Puzzling Stack Exchange is a question and answer site for those who create, solve, and study puzzles. It only takes a minute to sign up.
Sign up to join this community
Let's have the following sums of fractions.
$\frac{36020}{7203}+ \frac{36025}{7204}+ \frac{36030}{7205}+ \frac{36035}{7206}+ \frac{36040}{7207}+ \frac{36045}{7208}=F$
$\frac{15363}{5120}+ \frac{15366}{5121}+ \frac{15369}{5122}+ \frac{15372}{5123}+ \frac{15375}{5124}+ \frac{15378}{5125}=K$
The sums of these fractions are equal to the the irrational numbers $F,K$ up to the tenth decimal.
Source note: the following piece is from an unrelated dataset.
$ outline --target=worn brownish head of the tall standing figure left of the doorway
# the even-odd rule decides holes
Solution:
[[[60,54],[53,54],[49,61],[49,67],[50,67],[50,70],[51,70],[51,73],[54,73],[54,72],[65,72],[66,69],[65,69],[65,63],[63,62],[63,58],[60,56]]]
Can you find the little trick required to express these irrationals $F,K$ in a closed form?
Let's deal with the general case that covers both Vassilis's previous question along similar lines and this one, and consider $\sum_{i=0}^{k-1}\frac{n(a+i+1)}{a+i}$. This is $k$ times the arithmetic mean of the fractions involved, which is very close to $k$ times their geometric mean, which is $kn\left(\prod_{i=0}^{k-1}\frac{ a+i+1}{a+i}\right)^{1/k}$, which telescopes to give $kn\bigl(\frac{a+k}{a}\bigr)^{1/k}$.
So in this case we have $F=30\root6\of{\frac{7209}{7203}}$ and $K=18\root6\of{\frac{5126}{5120}}$.
How good an approximation is this? Those fractions are approximately equally spaced. The largest minus the smallest is $\frac{n(a+1)}{a}-\frac{n(a+k)}{a+k-1}=\frac{k-1}{a(a+k-1)}\simeq\frac{nk}{m^2}$ where $m$ is the "middle" denominator; and the value in the middle is close to $n$. So the relative error is about the same as you'd get by using $\exp\frac{1}{2h}\int_{1-h}^{1+h}\log t\,dt$ as an approximation to $1=\frac1{2h}\int_{1-h}^{1+h}t\,dt$ where $h=\frac{k}{2m^2}$. A bit of calculation with Taylor series shows that that error is about $\frac16h^2$ so our relative error should be on the order of $\frac{k^2}{24m^4}$. E.g., in the case of quantity $F$ this is about $\frac{6^2}{24\cdot7200^4}\simeq1.7\times10^{-14}$; the actual relative error is about $2.1\times10^{-14}$, so we've got the order of magnitude right.
Another way of looking at it, which may be more generally useful: if you have a bunch of quantities all close to one another, WLOG they're all close to 1; then AM minus GM equals $\left(1+\frac1n\sum\varepsilon_i\right)-\left(\exp\frac1n\sum\log(1+\varepsilon_i)\right)$ which to the first order that doesn't cancel out equals $\frac12\frac1n\sum\varepsilon_i^2$; that is, half the variance. And now we can finish the job as above by saying that the variance of the numbers in an AP is approximately that of a corresponding uniform distribution.